Abdullah Öcalan'ın gönderdiği mektuplar, YPG ve Şam yönetimi arasındaki ilişkileri nasıl etkiledi? İsrail'in Suriye'deki yeni hamleleri ne anlama geliyor?

Abdullah Öcalan'ın Avrupa'ya, Kandil'e ve Suriye'deki YPG yönetimine gönderdiği mektuplar, bölgedeki dengeleri etkiliyor. Özellikle Mazlum Abdi liderliğindeki SDG ile Şam yönetimi arasındaki ilişkilerde yumuşama gözleniyor. Fehim Taştekin, bu sürecin detaylarını değerlendirdi.

SDG VE ŞAM ARASINDAKİ YUMUŞAMA

Fehim Taştekin, Öcalan'ın mektubunun ardından SDG komutanı Mazlum Abdi'nin Şam yönetimine yönelik tutumunda değişiklik yaşandığını belirtti. Taştekin, "Mazlum Abdi, Şam'ın yeni liderini cumhurbaşkanı olarak tanıdı ve bölgeye davet etti. Bu, daha önce Kürtler tarafından tanınmayan bir yönetimi resmen kabul etmek anlamına geliyor" şeklinde konuştu.

Özerk yönetim, SDG ve Demokratik Meclis'in bir araya geldiği toplantıda önemli kararlar alındığını ifade eden Taştekin, "Bu toplantıda SDG'nin Suriye ordusuna katılması ve devlet kurumlarının yeniden Şam yönetimine devredilmesi gibi konular gündeme geldi. Ancak alınan kararlar, kesin bir anlaşma olarak yorumlanamaz" dedi.

Öcalan'ın uzun süredir YPG ve SDG'ye Şam yönetimiyle kopuş yaşanmaması gerektiğini belirttiğini vurgulayan Taştekin, "Öcalan, demokratik dönüşümle Kürt sorununun çözülmesini öngörüyor.
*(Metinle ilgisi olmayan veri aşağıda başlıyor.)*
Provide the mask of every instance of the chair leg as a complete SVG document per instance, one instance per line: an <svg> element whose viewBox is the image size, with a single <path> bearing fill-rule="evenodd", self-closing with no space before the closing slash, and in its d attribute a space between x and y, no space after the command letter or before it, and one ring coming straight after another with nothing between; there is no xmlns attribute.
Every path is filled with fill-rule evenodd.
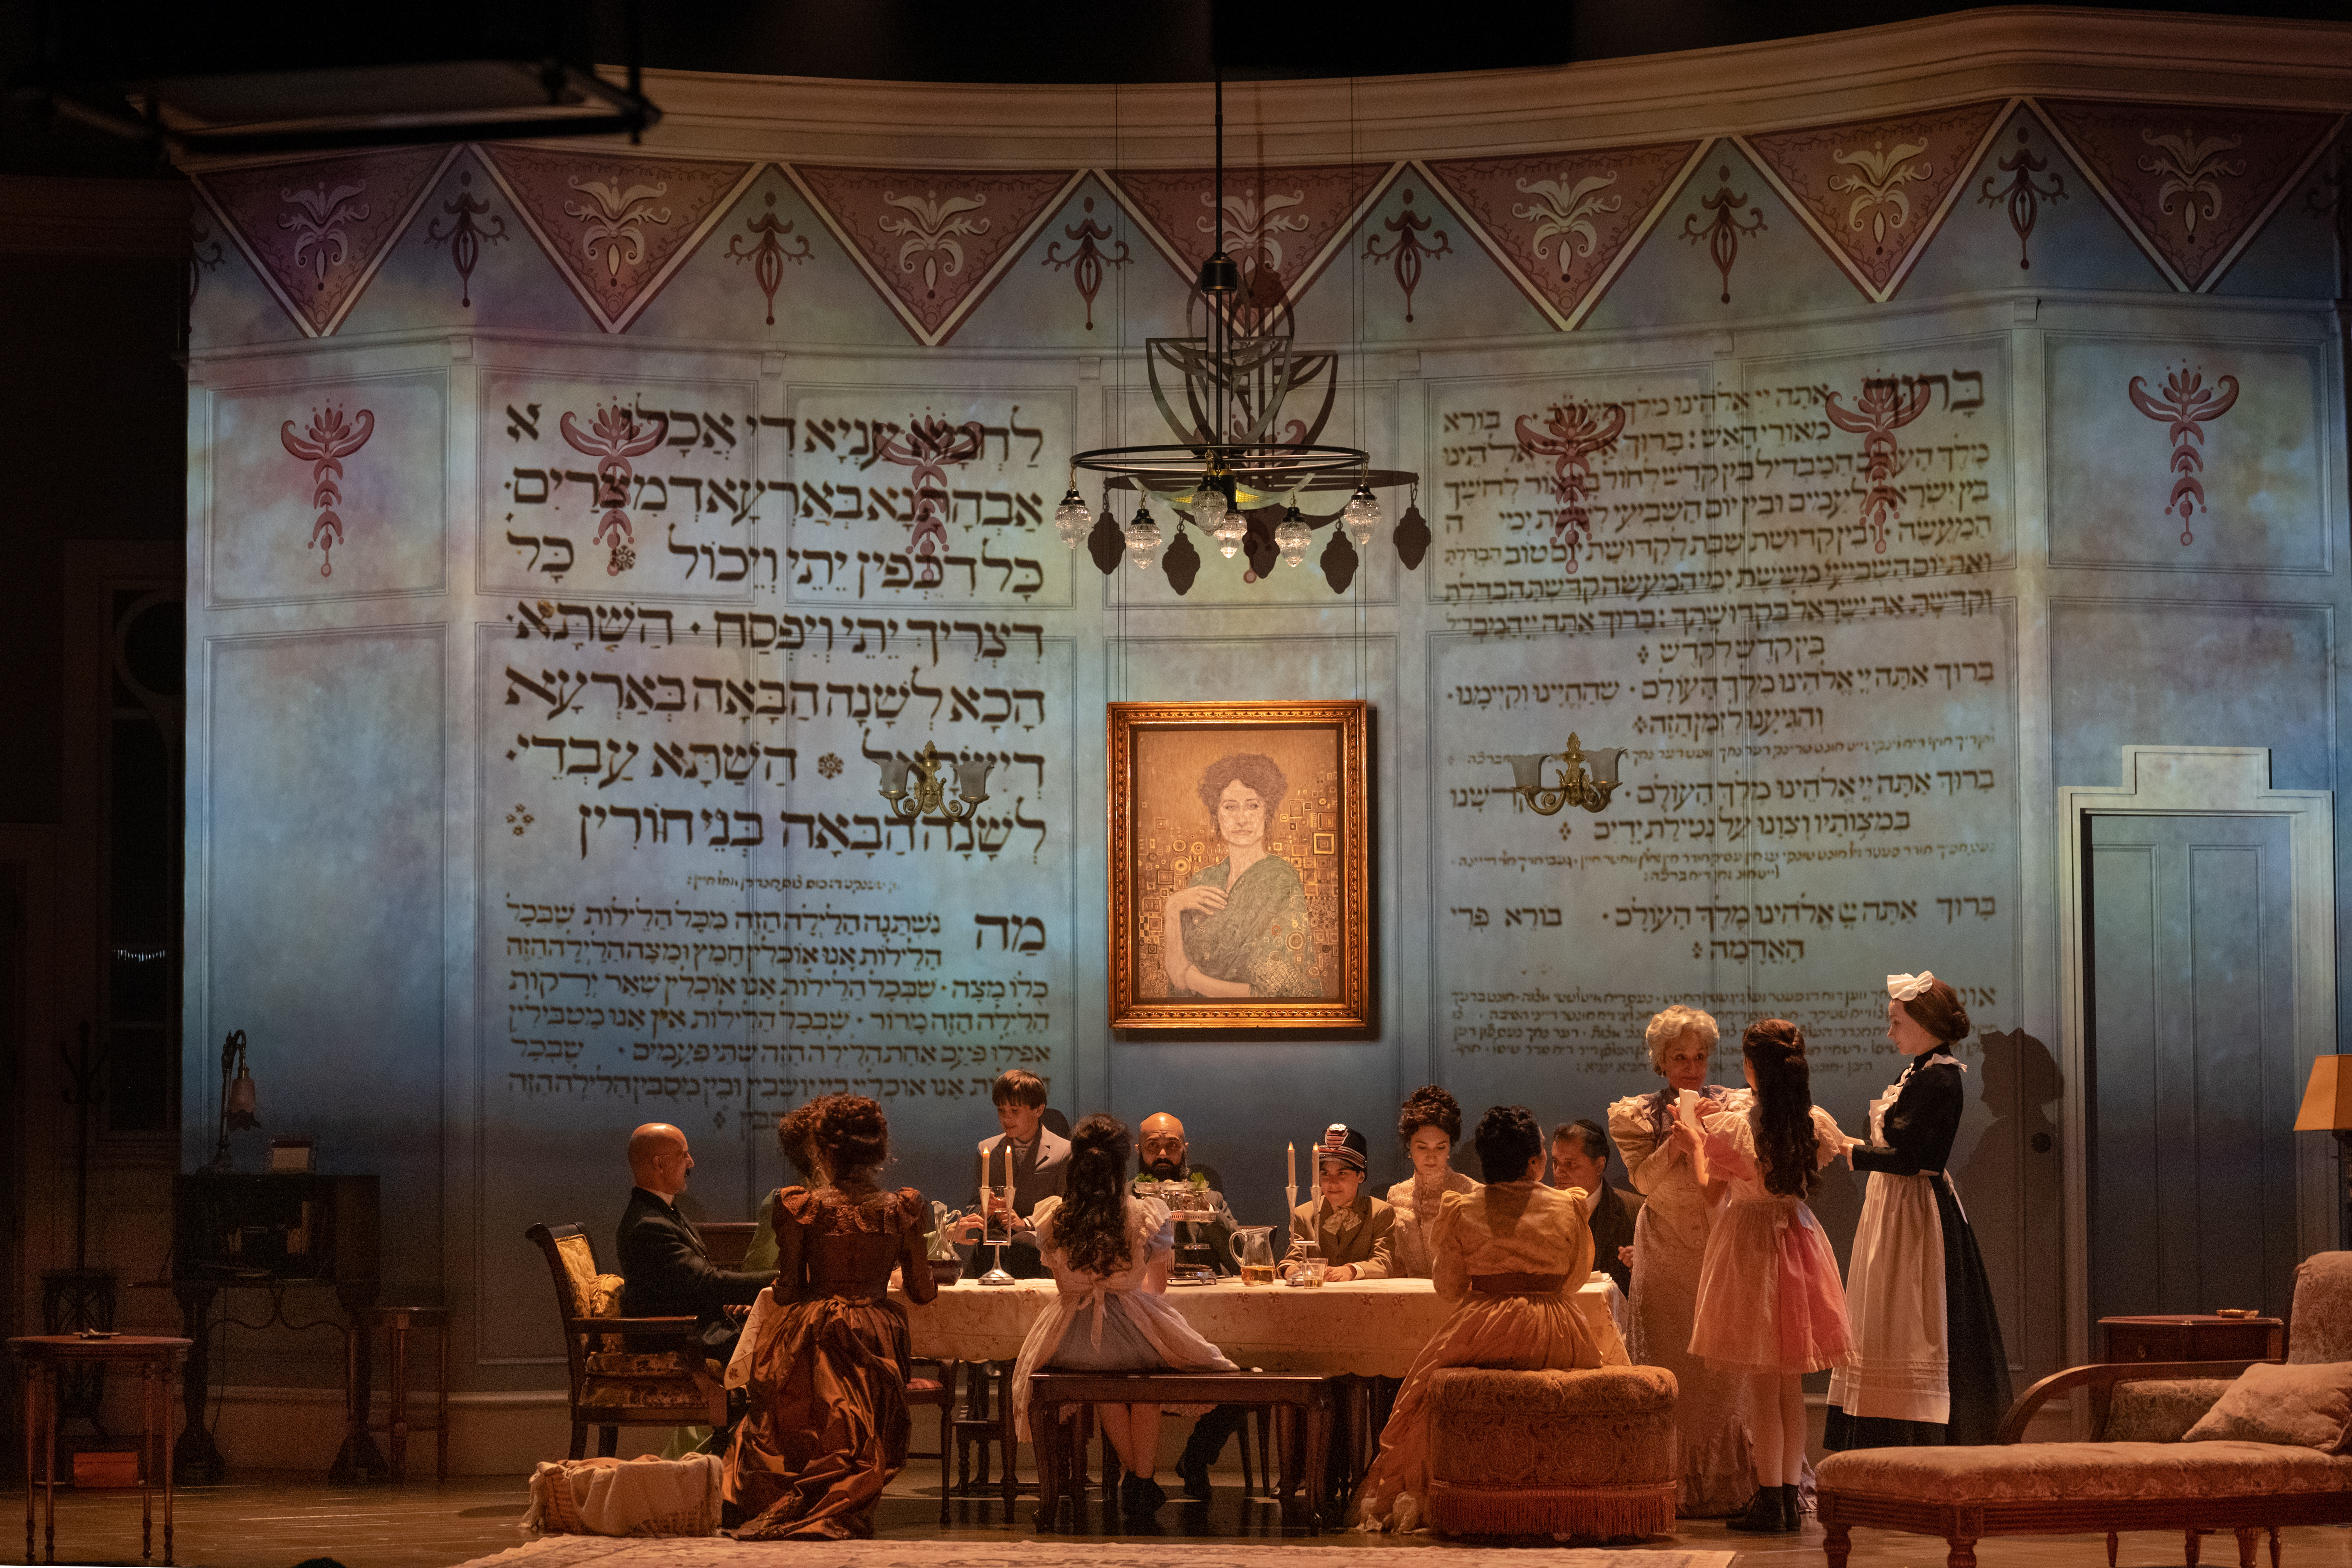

Federatif bir yapılanmadan ziyade, demokratik özerklik fikrine odaklanıyor" değerlendirmesinde bulundu.

İSRAİL'İN SURİYE'DEKİ HEDEFLERİ

İsrail Başbakanı Binyamin Netanyahu'nun, "Yeni rejim güçlerinin Şam’ın güneyine girmesine izin vermeyeceğiz. Suriye'nin güneyi tamamen askerden arındırılmalı" açıklaması, bölgedeki askeri planları yeniden gündeme taşıdı.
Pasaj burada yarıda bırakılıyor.